Luke Draper, Year 4, PG13 2020

Stocking Up

How Can The London Stock Brick Once Again Provide Housing Stock For London?

Trellick Tower, North Kensington, London

The shortage of London housing has reached a critical point. 65,000 new homes are needed per year to keep up with the demands of an ever increasing urban population. The group that has suffered the most are the young families that can no longer afford to live in London. Prices even on the outskirts are ten times the average yearly salary, with each passing year young families are pushed further away from the bustling heart of London and towards the suburbs. Stocking Up seeks to find a solution to this dispersal and reignite communities being increasingly broken apart and isolated.

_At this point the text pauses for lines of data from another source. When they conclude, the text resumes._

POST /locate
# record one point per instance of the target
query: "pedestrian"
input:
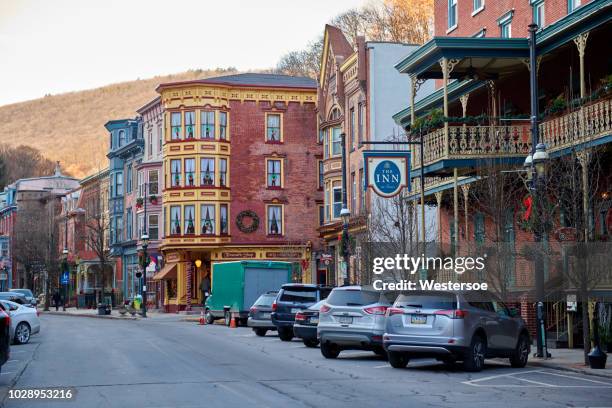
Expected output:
(205, 288)
(56, 300)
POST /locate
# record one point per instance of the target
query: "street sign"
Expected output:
(387, 172)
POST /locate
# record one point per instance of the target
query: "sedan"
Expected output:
(305, 326)
(24, 321)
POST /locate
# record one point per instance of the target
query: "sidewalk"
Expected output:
(571, 360)
(93, 313)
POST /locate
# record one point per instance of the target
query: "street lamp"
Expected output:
(145, 244)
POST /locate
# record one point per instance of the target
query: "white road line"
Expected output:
(534, 382)
(500, 376)
(578, 378)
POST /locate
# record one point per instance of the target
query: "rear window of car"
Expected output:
(265, 300)
(353, 297)
(299, 295)
(427, 301)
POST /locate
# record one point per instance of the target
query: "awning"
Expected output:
(167, 272)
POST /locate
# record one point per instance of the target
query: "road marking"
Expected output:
(578, 378)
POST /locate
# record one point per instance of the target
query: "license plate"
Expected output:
(418, 319)
(345, 320)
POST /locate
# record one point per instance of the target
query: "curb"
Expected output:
(91, 316)
(587, 371)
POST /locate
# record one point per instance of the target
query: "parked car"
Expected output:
(24, 321)
(14, 297)
(292, 298)
(260, 318)
(305, 326)
(28, 294)
(236, 285)
(352, 318)
(454, 326)
(5, 335)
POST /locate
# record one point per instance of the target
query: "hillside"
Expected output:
(70, 127)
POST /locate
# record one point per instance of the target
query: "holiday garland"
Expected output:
(254, 221)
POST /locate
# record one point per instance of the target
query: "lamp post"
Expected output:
(345, 214)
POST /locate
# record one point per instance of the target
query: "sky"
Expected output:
(56, 46)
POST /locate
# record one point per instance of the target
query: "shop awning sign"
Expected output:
(387, 172)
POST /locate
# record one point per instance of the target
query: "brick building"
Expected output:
(479, 60)
(240, 177)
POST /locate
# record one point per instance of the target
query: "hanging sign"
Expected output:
(387, 172)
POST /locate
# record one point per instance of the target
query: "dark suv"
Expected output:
(292, 298)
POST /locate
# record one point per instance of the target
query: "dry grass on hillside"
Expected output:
(70, 127)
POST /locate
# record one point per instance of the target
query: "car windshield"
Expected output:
(427, 301)
(265, 300)
(352, 297)
(303, 295)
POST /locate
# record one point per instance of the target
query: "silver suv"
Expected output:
(352, 318)
(454, 326)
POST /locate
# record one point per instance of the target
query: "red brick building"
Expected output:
(240, 177)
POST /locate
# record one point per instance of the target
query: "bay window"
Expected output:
(207, 219)
(207, 171)
(189, 213)
(208, 124)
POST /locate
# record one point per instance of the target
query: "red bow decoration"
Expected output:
(527, 202)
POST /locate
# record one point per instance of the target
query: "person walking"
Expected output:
(205, 288)
(56, 300)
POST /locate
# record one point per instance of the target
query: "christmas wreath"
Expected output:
(252, 227)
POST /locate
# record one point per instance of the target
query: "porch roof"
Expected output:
(491, 58)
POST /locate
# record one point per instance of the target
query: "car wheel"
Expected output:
(210, 319)
(22, 333)
(521, 354)
(474, 358)
(398, 360)
(311, 343)
(330, 350)
(260, 332)
(285, 335)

Stocking Up explores a new housing typology for London, a typology that builds upon traditional London building vernaculars especially that of the London Stock Brick and questions how it can once again provide a re-stock of housing for the Capital. The project will start today and grow exponentially; Stocking up seeks to utilise the ‘spare room’ of Trellick Tower and create a model to fill the spare room of an entire city. The growth of the scheme relies on the people that will live there to help build their own homes using the very material that sits beneath their feet, London clay. Sourcing as much material as possible from site not only reduces the cost and environmental impact but provides its future residents with the opportunity to become part of the solution to the housing shortage.

Stocking Up is centred around the thing that makes London special, community. It achieves this by encouraging strong communities ties created in ‘Vertical Inhabitation’ a form of communal living, its self-build delivery and its procurement centred around a Community Land Trust.